In order to overcome this problem, Alicat’s developer installed a mechanism that allows archivists to dictate their own search terms. So, when we came to test Alicat again, we found that a box had been added to the search function: the highlighted term appeared in this box, and we were able to edit the term and ask Alicat to search for a word or phrase that was more likely to return the desired term. In the case of ‘29 Div’, we knew that it was expressed in AIM25-UKAT as ‘29th Division’, so we changed the search term accordingly, and Alicat retrieved the correct entry:

In the case of our chosen topic, the First World War, this facility has allowed us to locate specific battle names in the AIM25-UKAT data. For instance, the Scope and Content field of one of our collections includes the phrases ‘Battle of the Somme, 1 Jul 1916’ and ‘Battle of the Somme, 4 Jul 1916’. A search for the term ‘Somme’ under the ‘concepts’ category returned the following suggestions from AIM25-UKAT:


Battle of the Somme (1916)

Actions at the Somme Crossings (24-25 March, 1918)

Operations on the Somme (1 July-18 November, 1916)

Thiepval Memorial to the Missing of the Somme

One of these terms, ‘Operations on the Somme (1 July-18 November, 1916)’, was added to the index. However, we also wanted to include the broader term, ‘Battles of the Somme, 1916’. The search edit function made this straightforward: it allowed us to change our search term to ‘Battles of the Somme, 1916’. Alicat retrieved an exact match, and we dragged the term into the index.

A separate issue that we encountered during the testing of Alicat was the problem of updating old index terms. When a catalogue is viewed in Alicat, any existing index terms appear in the ‘Index (access points)’ column on the right hand side of the screen. In our case, the index terms dated from when the catalogues were first created. We required a function that would allow us to tag these terms so that they appeared on our website with URIs attached. However, the usual method of dragging these same terms from an ISAD (G) field and into the index resulted in the creation of duplicates. For instance, the term, ‘World War One (1914-1918)’, was already listed in the index of one of our catalogues, but we wanted to create a tagged version of this term, one that would appear on our website with an attached URI. We followed the usual process of highlighting the text and selecting the right match from the list of AIM25-UKAT suggestions. We then dragged the term into our index. The index in Alicat now appeared to have two entries for ‘World War One (1914-1918)’: presumably one with a URI and one without.

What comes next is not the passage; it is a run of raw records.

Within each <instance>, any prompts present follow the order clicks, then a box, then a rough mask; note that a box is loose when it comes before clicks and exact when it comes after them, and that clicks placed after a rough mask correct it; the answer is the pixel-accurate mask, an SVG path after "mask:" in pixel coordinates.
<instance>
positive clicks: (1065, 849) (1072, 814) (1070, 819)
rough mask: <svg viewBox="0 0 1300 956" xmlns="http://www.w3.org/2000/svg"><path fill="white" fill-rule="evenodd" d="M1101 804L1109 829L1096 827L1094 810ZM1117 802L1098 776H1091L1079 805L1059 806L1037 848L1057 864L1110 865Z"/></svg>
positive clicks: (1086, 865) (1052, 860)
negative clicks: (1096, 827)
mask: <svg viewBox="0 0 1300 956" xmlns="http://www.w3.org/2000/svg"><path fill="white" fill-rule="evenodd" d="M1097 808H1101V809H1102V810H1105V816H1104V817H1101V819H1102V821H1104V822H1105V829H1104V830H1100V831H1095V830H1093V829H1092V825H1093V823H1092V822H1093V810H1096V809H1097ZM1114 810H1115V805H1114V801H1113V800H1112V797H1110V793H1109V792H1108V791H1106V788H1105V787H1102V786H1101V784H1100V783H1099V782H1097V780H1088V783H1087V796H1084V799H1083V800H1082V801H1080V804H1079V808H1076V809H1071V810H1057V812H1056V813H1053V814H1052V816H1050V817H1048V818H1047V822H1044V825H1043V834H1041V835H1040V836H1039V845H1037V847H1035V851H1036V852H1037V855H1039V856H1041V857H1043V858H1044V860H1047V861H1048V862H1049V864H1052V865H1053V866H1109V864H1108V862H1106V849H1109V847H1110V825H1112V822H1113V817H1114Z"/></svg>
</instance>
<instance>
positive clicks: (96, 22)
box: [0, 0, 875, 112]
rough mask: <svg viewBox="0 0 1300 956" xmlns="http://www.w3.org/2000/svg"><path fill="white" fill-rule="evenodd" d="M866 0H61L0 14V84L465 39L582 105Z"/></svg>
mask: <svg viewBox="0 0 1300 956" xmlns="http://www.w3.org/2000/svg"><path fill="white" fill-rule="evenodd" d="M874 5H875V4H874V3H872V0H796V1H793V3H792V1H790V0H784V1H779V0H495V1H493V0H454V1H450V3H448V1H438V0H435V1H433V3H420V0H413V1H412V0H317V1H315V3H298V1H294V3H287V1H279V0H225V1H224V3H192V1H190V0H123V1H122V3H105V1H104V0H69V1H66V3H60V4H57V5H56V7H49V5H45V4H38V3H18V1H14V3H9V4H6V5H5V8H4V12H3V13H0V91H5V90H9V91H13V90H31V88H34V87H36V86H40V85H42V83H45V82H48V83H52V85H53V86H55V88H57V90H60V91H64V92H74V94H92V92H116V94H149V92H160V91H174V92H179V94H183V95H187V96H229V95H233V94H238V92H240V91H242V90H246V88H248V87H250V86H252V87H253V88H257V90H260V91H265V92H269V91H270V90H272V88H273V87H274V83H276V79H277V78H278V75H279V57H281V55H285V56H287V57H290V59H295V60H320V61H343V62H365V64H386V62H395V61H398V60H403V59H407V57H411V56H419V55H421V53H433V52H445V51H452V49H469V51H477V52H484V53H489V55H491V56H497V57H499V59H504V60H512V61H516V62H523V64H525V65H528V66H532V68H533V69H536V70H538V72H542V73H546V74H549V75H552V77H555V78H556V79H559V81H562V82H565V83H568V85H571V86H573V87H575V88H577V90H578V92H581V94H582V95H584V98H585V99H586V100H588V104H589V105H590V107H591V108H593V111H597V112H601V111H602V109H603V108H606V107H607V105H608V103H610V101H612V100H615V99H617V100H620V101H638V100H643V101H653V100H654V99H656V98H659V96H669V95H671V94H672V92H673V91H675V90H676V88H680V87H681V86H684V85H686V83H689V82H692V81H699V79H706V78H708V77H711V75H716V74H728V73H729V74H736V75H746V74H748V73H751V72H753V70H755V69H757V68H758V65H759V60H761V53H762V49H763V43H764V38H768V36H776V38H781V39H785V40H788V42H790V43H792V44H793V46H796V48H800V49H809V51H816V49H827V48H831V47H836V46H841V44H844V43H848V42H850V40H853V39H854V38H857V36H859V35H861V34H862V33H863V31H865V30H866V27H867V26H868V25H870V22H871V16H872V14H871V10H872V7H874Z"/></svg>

We reported this issue to Alicat’s developer and he duly provided a new feature that solved the problem. Those terms in the index that had not yet been tagged now had exclamation marks attached to them. When we clicked on the exclamation marks next to the index term, ‘World War One (1914-1918)’, we were given the option of searching AIM25-UKAT for that term. We could then select the term from the list of suggestions and drag it into the index, thereby replacing the untagged ‘World War One (1914-1918)’ with a tagged version.

The term now appeared in the index without exclamation marks – a sign that it had been tagged.

By performing the functions described above, Alicat enables archivists to enhance their catalogues simply and efficiently. No doubt, as further refinements are made, additional features will appear.